The list of opcodes false-dependency-breaking looks at consists only of register-source variants, but not memory-source.
It doesn't look like there's a good reason for that, since memory-source variants suffer from the same problem - e.g. the loop in the attached testcase gets a roughly 3x performance improvement on sandybridge.
Details
Diff Detail
Event Timeline
Thanks for looking at this Michael.
Why didn't you add the ROUNDS*, RSQRTSS and SQRTS* m_Int variants?
Also I believe the SQRTSD ops can be added as well?
Thanks a lot for the review, Simon.
ROUNDS* don't currently have m_Int variants defined.
I thought RSQRTSS and SQRTSS don't have them defined either, but apparently they do and I just missed them, I'll add them, thanks!
Regarding SQRTSD, I don't see why the r variants weren't on the original list. I'll add all variants.
Heh.
Apparently even though SQRTSD was never on the list, there was a test that checked that memory operands into SQRTSD were not load-folded. The test apparently passed not because of this code, but because they weren't folded regardless. At some point, Manman improved the folding logic, and changed the test to verify that SQRTSD memory operands ARE in fact folded.
Rolling the test back as well.
Please can you double check that cvtsd2ss test and if possible add tests for what other partial ops you can?
Also - should your test case be under sse-domains.ll or one of the break-*-dep.ll test files?
Unless you are wanting your reviewers to confirm I'm happy to approve this after that.
Cheers, Simon.
test/CodeGen/X86/break-sse-dep.ll | ||
---|---|---|
18 ↗ | (On Diff #17261) | Should cvtsd2ss be folded? |
Regarding break-sse-dep vs. sse-domains, there are actually 3 different things going on:
- Avoiding load-folding that creates false dependencies.
- Avoiding domain crossing.
- Breaking false dependencies that are already present in the code.
Before this patch, break-sse-dep.ll checked (1), and sse-domains.ll checked (2) and (3), and I've added another test checking (3) into sse-domains.

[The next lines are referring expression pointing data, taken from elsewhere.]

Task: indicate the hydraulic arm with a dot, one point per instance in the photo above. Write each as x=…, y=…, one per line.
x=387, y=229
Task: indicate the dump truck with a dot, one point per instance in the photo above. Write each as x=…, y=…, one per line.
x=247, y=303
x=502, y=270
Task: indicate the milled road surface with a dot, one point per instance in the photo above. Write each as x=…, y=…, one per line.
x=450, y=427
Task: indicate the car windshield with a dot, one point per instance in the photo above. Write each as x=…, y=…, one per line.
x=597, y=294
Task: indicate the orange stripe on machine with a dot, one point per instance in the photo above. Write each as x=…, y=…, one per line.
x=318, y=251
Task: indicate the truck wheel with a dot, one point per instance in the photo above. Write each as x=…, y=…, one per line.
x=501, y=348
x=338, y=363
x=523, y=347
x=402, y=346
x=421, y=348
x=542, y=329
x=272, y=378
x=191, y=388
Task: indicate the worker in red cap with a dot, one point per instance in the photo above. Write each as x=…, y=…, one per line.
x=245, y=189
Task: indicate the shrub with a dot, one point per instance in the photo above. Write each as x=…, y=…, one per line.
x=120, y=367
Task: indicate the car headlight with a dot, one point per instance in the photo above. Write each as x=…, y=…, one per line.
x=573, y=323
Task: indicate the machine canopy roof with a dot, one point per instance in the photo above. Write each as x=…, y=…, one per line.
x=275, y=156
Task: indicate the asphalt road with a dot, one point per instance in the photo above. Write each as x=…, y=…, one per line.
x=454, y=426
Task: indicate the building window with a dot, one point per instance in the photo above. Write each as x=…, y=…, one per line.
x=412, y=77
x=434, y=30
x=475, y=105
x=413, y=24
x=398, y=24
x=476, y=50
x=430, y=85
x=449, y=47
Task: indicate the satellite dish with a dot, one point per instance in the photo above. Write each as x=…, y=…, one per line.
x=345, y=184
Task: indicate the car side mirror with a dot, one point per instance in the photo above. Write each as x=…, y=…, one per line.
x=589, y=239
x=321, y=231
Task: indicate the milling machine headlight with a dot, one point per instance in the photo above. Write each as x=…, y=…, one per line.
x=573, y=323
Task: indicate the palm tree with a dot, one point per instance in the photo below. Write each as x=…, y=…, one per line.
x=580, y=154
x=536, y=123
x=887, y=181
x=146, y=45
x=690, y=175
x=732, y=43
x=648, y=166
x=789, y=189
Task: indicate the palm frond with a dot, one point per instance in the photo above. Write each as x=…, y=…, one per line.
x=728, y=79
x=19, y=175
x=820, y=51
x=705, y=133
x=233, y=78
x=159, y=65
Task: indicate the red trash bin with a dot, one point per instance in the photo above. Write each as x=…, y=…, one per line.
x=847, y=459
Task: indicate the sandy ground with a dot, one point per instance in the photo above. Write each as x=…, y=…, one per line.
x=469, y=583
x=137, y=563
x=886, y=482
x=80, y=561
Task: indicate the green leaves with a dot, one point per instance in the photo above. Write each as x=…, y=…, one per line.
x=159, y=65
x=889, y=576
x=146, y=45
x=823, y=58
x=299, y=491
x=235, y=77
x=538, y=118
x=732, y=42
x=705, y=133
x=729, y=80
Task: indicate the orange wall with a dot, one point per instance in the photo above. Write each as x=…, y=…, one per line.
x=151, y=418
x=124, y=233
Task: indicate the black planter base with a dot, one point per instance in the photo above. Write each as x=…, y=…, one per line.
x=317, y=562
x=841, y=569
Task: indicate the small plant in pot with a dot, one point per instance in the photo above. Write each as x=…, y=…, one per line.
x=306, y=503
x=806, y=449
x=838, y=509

Do you think it's worth moving (3) together with (1) instead?
test/CodeGen/X86/break-sse-dep.ll | ||
---|---|---|
18 ↗ | (On Diff #17261) | Yes, the optsize versions should be folded. |
It appears tests for (1) and (3) are the main contributions from your testcase so I think it'd be more relevant to being included in break-sse-dep.ll
test/CodeGen/X86/break-sse-dep.ll | ||
---|---|---|
18 ↗ | (On Diff #17261) | Ah yes - missed that bit (just thought it was the inverse of t1). |